I started reading Programming Collective Intelligence again on my flight to Chicago for PyCon 2009. I started reading it months ago but never found the time to finish it. So now I’m starting again at the beginning, but hopefully this time I’ll read the parts I've already read faster (and with better recollection), and hopefully get through more—if not all—of it. (Not that I find it difficult or dull reading; on the contrary it’s very interesting and well written.)I read something in the preface I don’t recall noticing last time. (Though I wish I had noticed it earlier.) Toby Segaran (the author) explains why he chose Python for all the example code in the book. He lists six reasons. Python is:
Consise - Python code tends to be shorter than other “mainstream languages”. So there’s less typing, but also it’s “easier to fit the algorithm in your head and really understand what it’s doing”.
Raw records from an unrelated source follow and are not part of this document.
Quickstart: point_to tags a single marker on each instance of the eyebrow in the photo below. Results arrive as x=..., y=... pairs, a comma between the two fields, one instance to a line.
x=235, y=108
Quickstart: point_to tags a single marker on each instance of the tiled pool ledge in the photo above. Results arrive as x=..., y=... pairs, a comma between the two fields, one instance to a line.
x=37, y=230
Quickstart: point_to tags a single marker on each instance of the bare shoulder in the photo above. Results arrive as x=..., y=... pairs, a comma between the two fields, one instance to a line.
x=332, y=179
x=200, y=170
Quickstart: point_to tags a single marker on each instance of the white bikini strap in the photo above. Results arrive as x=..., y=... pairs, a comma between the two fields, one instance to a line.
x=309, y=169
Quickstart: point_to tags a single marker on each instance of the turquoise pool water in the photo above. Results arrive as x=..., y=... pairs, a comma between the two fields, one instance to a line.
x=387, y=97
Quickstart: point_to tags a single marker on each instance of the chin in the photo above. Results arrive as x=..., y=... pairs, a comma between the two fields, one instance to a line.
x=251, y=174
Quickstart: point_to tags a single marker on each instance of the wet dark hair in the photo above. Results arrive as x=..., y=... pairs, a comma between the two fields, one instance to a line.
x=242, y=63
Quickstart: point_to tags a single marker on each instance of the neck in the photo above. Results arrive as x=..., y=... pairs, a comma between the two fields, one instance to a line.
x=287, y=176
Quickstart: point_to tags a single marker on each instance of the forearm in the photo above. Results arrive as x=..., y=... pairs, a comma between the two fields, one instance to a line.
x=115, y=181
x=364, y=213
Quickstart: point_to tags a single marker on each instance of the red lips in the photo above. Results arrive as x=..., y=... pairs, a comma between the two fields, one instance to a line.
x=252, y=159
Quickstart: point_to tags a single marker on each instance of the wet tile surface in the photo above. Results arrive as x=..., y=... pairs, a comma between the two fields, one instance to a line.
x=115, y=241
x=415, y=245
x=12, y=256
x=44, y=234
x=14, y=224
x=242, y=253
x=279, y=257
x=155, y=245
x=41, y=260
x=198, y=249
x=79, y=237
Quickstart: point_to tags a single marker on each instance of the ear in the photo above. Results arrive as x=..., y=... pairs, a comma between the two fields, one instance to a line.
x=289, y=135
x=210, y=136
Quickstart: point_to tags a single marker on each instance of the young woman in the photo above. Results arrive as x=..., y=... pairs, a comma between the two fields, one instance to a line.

Easy to read - If I recall correctly, I’ve heard Guido himself describe Python as “executable pseudocode”.
Easily extensible - In addition to the “batteries included”, there are many other modules that free and easy to download, install and use.
Interactive - If you program in Python and you never use it interactively, you may be a figment of my imagination. (Though others may be shocked to learn I don’t use IPython. When I finish reading Programming Collective Intelligence, next on my list is another book I started and didn’t make time to finish: Python for Unix and Linux System Administration. Chapter 2 is on IPython.)
Multiparadigm - “Python supports object-oriented, procedural, and functional styles of programming…Sometimes it’s useful to pass around functions as parameters and other times to capture state in an object.” As I become more proficient with Python I’m surprised that I use all three styles.
Multiplatform and free - “The code described in this book will work on Windows, Linux, and Macintosh.”